TransformerLens

raw JSON →
3.1.0 verified Fri May 01 auth: no python

A library for training and analysing transformer models, focused on mechanistic interpretability. Provides tools to probe, edit, and visualise model internals. Current version 3.1.0, released with support for Python >=3.10, <4.0. Active development.

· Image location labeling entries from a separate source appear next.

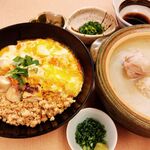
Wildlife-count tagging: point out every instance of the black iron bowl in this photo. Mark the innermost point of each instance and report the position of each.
(10, 35)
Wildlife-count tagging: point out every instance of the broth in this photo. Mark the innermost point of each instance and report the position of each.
(124, 87)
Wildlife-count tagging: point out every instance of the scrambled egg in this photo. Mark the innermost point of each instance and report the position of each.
(59, 70)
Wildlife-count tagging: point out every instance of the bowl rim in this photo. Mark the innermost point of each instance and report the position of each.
(68, 27)
(86, 97)
(109, 93)
(92, 111)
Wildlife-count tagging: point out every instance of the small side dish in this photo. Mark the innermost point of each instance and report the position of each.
(38, 79)
(90, 134)
(49, 18)
(91, 28)
(91, 129)
(91, 23)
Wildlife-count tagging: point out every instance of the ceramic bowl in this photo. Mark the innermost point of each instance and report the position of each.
(26, 31)
(103, 118)
(124, 98)
(123, 7)
(50, 18)
(84, 15)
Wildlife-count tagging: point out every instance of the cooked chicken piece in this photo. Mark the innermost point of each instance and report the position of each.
(143, 86)
(13, 94)
(4, 84)
(136, 65)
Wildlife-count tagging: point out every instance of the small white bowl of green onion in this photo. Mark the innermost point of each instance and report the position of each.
(91, 129)
(88, 24)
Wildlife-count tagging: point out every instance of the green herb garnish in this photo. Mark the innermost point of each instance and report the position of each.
(89, 133)
(91, 28)
(21, 69)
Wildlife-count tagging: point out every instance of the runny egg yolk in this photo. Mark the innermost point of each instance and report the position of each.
(59, 70)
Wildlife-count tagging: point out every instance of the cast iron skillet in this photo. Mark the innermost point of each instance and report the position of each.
(10, 35)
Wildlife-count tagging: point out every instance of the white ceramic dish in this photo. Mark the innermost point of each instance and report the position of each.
(103, 118)
(84, 15)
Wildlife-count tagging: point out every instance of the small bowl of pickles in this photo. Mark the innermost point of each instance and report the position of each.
(88, 24)
(91, 129)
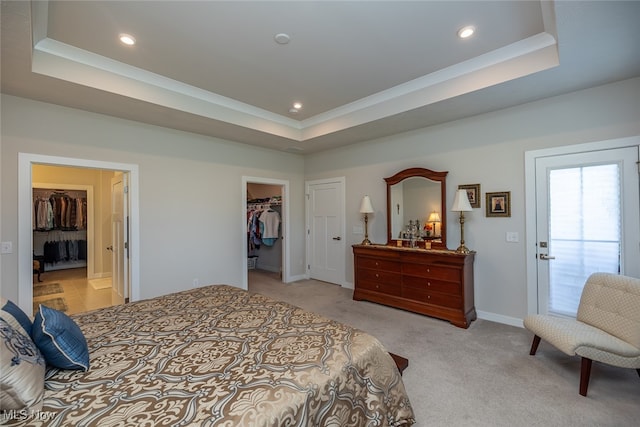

pip install transformer-lens
error ModuleNotFoundError: No module named 'transformer_lens'
cause Installing the package with a hyphen but trying to import with a hyphen, or vice versa.
fix
Install with 'pip install transformer-lens' and import with 'import transformer_lens' (underscore).
error AttributeError: module 'transformer_lens' has no attribute 'utils'
cause The 'utils' module was removed in version 3.0.
fix
Use specific submodules like 'transformer_lens.loading_from_pretrained' for loading utils.
error KeyError: 'blocks.0.hook_mlp' (when accessing cache)
cause The cache key may have a different naming format depending on the model and version.
fix
Print the keys of the cache dictionary to see the exact names: print(cache.keys())
breaking In version 3.0, the 'transformer_lens' package was renamed from 'transformer-lens' (hyphen) to 'transformer_lens' (underscore) for imports. Old imports using 'transformer_lens' (with hyphen) will fail.
fix Change all imports to use underscores: 'import transformer_lens'.
deprecated The old 'utils' module (transformer_lens.utils) has been deprecated in favour of individual submodules. Functions like 'to_numpy' have moved.
fix Check the changelog for the new location of utility functions.
gotcha When using 'model.run_with_cache', the returned cache is a dictionary keyed by layer names, but the tensor dimensions can be counterintuitive (batch, pos, d_model). Ensure you permute correctly for visualisation.
fix Cache tensors are of shape (batch, pos, d_model). Use cache['blocks.0.hook_mlp'].shape to verify.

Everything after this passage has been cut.